Dès lors, si la loi subordonne sa mise en oeuvre à la conclusion d'accords collectifs et si la négociation collective doit avoir un sens sauf à être dénaturée, le contenu de ces accords ne peut constitutionnellement être prédéterminé par la loi. Or, tel est très exactement le cas de la présente loi.
On a déjà vu que si la loi n'obligeait pas juridiquement les entreprises à négocier des accords collectifs pour se mettre en conformité avec la réduction de la durée légale, elle les contraignait à le faire puisque sont subordonnés à la conclusion d'un accord :
- le bénéfice des versements financiers compensatoires (art. 19) ;
- la possibilité de payer en argent les bonifications pour heures supplémentaires (art. 5-II) ;
- l'annualisation de la durée du travail (art. 8-I) ;
- l'octroi de la réduction de la durée du travail sous forme de jours de repos répartis sur l'année (art. 9-II) ;
- le décompte de la durée du travail des cadres sur une base forfaitaire annuelle calculée en heures ou en jours (art. 11) ;
- la mise en place du temps partiel annualisé (art. 12-B) et du travail intermittent (art. 14) ;
- l'organisation de la formation professionnelle en dehors du temps de travail (art. 17-I) ;
- la garantie que la réduction d'horaires ne constitue pas une modification du contrat de travail (art. 30-I) et que le refus d'une modification du contrat consécutive à une modification d'horaires constitue un licenciement individuel réputé fondé sauf une cause réelle et sérieuse (art. 30-II).
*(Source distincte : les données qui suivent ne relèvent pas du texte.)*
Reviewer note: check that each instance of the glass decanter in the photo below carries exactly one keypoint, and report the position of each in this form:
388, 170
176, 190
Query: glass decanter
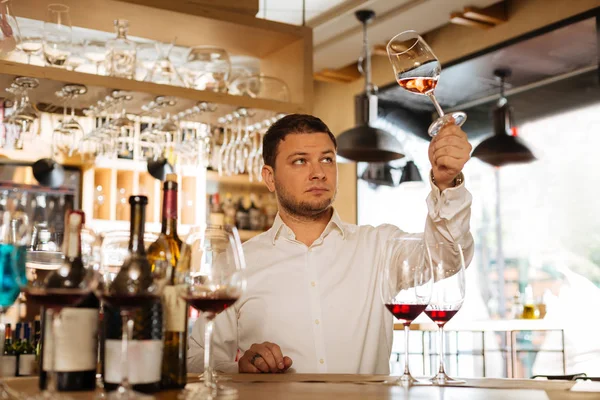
121, 53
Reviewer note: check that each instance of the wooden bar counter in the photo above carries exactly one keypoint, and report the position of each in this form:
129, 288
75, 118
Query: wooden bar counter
351, 387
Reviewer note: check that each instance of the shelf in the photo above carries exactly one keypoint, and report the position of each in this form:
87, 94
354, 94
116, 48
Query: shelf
52, 79
238, 180
238, 33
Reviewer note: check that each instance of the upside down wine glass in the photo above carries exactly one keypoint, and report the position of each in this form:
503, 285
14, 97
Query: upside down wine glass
448, 265
417, 70
406, 284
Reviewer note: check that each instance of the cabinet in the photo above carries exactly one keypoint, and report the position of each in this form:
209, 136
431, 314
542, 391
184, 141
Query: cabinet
284, 51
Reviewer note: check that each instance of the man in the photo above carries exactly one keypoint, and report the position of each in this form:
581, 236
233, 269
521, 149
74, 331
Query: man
313, 297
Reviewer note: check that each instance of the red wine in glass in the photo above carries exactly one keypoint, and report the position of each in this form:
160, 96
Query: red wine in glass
441, 317
210, 304
406, 313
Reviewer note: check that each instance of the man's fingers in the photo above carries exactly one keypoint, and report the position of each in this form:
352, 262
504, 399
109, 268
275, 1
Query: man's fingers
245, 366
266, 355
287, 362
277, 354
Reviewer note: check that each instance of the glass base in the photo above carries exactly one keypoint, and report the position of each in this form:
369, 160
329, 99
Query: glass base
7, 393
459, 119
128, 394
202, 392
442, 379
408, 380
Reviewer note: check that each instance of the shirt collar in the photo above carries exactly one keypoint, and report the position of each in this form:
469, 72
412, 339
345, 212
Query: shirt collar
334, 223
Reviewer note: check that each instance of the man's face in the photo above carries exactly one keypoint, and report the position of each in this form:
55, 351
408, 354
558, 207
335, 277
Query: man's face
305, 174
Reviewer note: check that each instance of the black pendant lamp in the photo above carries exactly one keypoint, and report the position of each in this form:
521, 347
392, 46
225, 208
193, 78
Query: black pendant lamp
364, 142
503, 148
380, 174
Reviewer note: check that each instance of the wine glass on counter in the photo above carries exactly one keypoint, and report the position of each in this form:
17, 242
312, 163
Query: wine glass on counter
15, 235
406, 284
448, 266
418, 70
130, 288
57, 35
210, 277
66, 356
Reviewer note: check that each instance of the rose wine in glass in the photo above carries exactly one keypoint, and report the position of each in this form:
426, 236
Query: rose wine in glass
448, 266
406, 283
417, 70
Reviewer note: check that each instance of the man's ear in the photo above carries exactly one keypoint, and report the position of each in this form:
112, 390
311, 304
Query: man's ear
269, 177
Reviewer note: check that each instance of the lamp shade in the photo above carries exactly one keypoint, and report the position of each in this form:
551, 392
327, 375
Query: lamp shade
503, 148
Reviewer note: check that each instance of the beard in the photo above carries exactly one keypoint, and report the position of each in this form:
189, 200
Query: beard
303, 209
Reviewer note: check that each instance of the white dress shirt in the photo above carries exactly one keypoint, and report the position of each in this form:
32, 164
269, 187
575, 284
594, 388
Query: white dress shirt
321, 304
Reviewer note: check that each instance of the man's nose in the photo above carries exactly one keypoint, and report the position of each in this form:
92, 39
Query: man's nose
317, 172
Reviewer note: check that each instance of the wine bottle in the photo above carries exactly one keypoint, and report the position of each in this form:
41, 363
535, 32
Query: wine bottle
145, 351
9, 361
26, 359
76, 341
174, 307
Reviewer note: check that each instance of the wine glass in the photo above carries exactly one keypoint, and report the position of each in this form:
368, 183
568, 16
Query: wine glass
208, 68
15, 235
10, 34
127, 290
406, 283
57, 35
69, 283
210, 277
95, 52
448, 265
417, 70
32, 41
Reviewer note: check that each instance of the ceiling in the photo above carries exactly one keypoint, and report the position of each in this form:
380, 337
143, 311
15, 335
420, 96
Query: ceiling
551, 72
337, 35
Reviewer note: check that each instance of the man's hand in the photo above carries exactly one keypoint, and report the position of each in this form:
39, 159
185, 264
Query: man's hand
265, 357
449, 150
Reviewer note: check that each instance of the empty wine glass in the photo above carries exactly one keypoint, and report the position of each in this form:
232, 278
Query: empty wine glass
417, 70
448, 267
163, 72
95, 52
32, 41
10, 34
57, 35
208, 68
406, 283
15, 235
210, 277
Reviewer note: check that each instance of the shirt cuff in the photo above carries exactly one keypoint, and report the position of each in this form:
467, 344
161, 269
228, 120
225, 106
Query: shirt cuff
447, 204
227, 367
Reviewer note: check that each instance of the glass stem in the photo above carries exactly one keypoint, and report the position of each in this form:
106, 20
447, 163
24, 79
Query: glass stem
437, 106
208, 371
52, 382
442, 342
406, 332
127, 334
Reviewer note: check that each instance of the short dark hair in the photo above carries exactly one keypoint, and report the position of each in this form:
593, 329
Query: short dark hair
288, 125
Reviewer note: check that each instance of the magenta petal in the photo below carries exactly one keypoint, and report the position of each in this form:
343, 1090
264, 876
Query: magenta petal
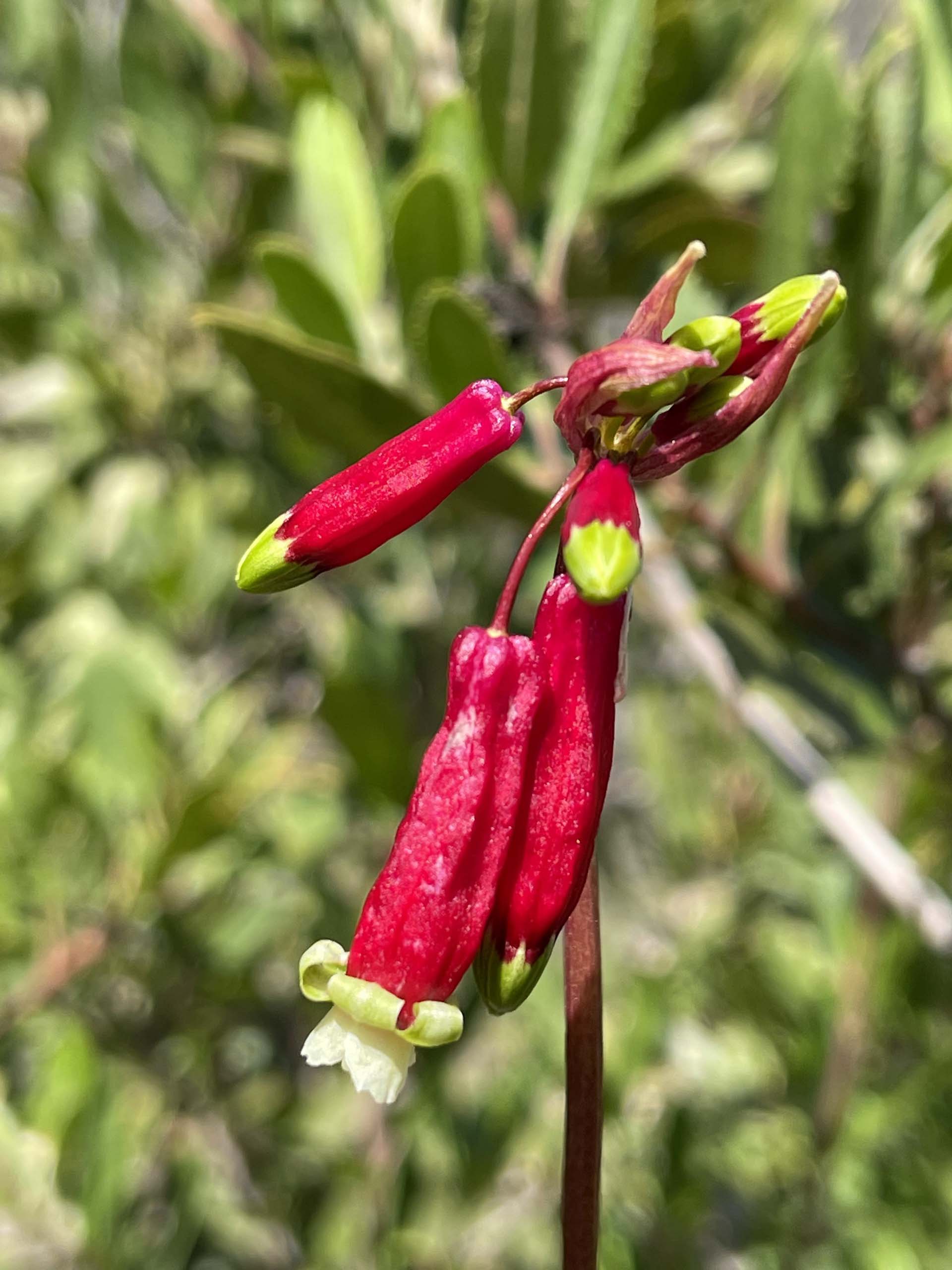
424, 917
394, 487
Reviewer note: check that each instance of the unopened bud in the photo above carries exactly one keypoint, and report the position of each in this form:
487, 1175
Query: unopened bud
770, 319
601, 540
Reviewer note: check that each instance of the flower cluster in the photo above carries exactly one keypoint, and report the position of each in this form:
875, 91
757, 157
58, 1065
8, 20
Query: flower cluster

Dès lors, eu égard à l'importance qui s'attache pour les entreprises à chacune de ces questions, celles-ci seront nécessairement conduites à conclure des accords collectifs pour mettre en oeuvre la loi nouvelle.
Or, loin de laisser aux négociateurs le soin de trouver le niveau de compromis sur lequel ils pourraient s'accorder, la loi prédétermine en fait le résultat des négociations en fixant notamment :
- à 1 600 heures le volume de la durée annuelle du travail (art. 8, 9 et 19) ;
- à 39 heures par semaine le seuil de déclenchement des heures supplémentaires en cas d'octroi de la réduction de la durée du travail sous forme de jours de repos (art. 9) ;
- à 217 jours par an le nombre maximum de jours de travail des cadres (art. 11) ;
- l'ensemble des paramètres du temps partiel annualisé et du travail intermittent (art. 12 et 14) ;
- la définition des formations susceptibles d'être organisées hors du temps de travail (art. 17) ;
- le montant de la compensation financière de la réduction de la durée du travail au niveau du SMIC (art. 32).
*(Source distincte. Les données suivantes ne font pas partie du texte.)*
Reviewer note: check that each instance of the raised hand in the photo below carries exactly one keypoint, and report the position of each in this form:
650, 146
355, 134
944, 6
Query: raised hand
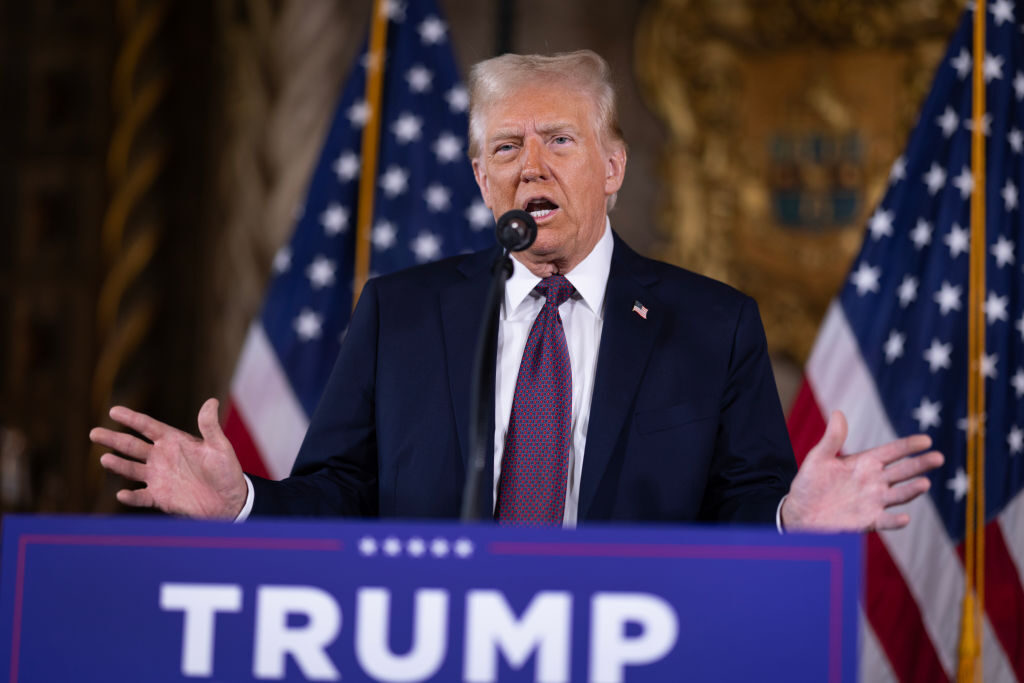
833, 492
183, 475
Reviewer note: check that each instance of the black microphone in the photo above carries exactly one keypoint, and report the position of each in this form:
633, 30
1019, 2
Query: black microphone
516, 229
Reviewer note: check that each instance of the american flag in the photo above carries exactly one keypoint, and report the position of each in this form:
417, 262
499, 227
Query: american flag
426, 207
892, 354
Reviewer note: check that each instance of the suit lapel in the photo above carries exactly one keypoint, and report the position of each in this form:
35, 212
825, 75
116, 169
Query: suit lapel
462, 305
627, 341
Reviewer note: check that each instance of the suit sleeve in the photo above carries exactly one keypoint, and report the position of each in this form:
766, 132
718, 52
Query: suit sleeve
336, 470
753, 465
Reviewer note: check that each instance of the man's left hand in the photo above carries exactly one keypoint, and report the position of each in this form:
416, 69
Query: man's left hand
833, 492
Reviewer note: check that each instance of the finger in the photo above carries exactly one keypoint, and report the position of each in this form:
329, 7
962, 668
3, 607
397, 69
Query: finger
908, 468
126, 443
209, 425
901, 447
832, 441
143, 424
126, 468
139, 498
889, 520
905, 492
Dès lors, même si, dans certains cas, les paramètres ainsi fixés par la loi sont des maxima, les enjeux économiques de la réduction de la durée du travail sont tels qu'ils ne laissent aucune marge de manoeuvre aux négociateurs pour trouver des compromis en deçà de ces maxima. En conséquence, les articles précités ci-dessus de la loi fixent bien les résultats de la négociation et dépossèdent les partenaires sociaux de leur droit à la négociation collective. Ils sont de ce fait contraires à la Constitution.
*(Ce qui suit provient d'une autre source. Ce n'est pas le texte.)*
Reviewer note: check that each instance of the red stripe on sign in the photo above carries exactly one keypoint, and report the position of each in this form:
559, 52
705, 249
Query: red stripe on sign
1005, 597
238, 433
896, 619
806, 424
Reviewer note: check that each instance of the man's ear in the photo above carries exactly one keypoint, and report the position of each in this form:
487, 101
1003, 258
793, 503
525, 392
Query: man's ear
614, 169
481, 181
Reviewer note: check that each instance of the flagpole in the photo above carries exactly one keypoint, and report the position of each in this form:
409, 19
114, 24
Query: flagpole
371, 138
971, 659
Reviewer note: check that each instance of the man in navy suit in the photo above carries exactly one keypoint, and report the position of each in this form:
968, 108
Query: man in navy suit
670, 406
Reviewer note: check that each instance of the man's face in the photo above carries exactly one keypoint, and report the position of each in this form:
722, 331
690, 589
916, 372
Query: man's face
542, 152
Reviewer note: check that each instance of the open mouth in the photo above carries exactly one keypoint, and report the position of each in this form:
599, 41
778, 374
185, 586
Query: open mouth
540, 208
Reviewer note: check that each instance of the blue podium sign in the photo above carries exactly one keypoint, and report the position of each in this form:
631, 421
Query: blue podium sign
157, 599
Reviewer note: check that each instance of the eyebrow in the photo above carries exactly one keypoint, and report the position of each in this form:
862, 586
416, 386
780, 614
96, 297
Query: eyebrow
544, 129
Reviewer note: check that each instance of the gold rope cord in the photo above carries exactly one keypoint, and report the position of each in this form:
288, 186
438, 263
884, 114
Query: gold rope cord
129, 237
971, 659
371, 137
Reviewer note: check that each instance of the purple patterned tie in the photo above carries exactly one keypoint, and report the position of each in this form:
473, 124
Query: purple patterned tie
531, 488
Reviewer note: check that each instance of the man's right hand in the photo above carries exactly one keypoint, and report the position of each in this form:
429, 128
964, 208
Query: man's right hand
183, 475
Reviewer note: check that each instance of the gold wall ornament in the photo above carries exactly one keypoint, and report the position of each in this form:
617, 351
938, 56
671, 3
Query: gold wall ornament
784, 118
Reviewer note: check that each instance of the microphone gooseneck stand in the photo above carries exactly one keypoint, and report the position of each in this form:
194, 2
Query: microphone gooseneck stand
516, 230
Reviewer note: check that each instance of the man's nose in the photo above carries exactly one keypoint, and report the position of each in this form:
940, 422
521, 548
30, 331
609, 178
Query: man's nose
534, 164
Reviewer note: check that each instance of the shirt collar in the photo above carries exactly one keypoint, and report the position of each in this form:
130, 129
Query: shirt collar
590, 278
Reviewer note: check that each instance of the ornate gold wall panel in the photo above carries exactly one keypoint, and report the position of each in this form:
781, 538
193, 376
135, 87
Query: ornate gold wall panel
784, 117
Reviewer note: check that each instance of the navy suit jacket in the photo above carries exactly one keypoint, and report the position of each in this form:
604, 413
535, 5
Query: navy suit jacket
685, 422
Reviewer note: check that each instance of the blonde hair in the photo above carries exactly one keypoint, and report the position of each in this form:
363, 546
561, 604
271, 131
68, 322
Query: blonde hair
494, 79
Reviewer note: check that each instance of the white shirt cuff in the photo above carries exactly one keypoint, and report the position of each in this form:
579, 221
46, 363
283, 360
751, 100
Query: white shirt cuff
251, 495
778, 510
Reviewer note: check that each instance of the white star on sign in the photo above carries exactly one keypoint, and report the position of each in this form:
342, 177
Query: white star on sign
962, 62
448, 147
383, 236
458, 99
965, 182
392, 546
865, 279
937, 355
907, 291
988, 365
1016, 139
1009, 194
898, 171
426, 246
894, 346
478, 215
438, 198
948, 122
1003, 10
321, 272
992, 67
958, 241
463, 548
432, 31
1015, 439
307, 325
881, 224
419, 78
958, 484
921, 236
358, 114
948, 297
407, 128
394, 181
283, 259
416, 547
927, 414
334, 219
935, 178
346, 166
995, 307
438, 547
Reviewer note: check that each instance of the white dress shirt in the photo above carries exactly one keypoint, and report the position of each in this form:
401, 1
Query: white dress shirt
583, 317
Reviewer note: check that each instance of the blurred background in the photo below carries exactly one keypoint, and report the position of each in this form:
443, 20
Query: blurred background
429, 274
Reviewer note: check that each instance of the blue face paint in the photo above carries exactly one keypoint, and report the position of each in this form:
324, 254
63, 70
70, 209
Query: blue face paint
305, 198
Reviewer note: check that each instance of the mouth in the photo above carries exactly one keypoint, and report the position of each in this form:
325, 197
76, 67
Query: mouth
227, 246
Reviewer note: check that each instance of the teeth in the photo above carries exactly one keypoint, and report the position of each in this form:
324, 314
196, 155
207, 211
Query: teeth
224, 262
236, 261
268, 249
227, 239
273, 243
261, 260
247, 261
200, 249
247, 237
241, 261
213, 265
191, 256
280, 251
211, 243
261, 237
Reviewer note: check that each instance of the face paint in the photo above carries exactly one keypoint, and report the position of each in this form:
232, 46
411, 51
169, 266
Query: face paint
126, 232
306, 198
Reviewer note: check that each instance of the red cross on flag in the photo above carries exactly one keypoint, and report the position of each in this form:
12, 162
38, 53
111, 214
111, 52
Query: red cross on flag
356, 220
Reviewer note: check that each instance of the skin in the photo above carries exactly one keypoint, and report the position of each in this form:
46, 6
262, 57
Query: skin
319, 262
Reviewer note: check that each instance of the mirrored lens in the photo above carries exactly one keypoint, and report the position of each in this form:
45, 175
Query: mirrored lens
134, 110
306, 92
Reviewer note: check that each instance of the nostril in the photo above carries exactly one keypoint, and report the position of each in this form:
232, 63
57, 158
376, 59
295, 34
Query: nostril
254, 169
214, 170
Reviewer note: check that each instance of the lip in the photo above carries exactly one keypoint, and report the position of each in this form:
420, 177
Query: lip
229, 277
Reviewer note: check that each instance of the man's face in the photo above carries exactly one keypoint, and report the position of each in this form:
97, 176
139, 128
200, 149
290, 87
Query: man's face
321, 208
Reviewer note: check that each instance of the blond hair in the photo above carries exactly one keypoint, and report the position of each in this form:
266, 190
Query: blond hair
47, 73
Pour toutes ces raisons, conformément à l'article 61, alinéa 2, de la Constitution, les sénateurs soussignés défèrent au Conseil constitutionnel la loi relative à la réduction négociée du temps de travail et lui demandent de déclarer non conformes à la Constitution les articles 5, 8, 9, 11, 17, 19, 20, 21, 28, 30 et 32. Ces articles représentant l'essentiel de la présente loi, tant dans son esprit que dans la fin qu'elle poursuit, ils lui demandent en conséquence de déclarer non conforme à la Constitution la loi en son entier.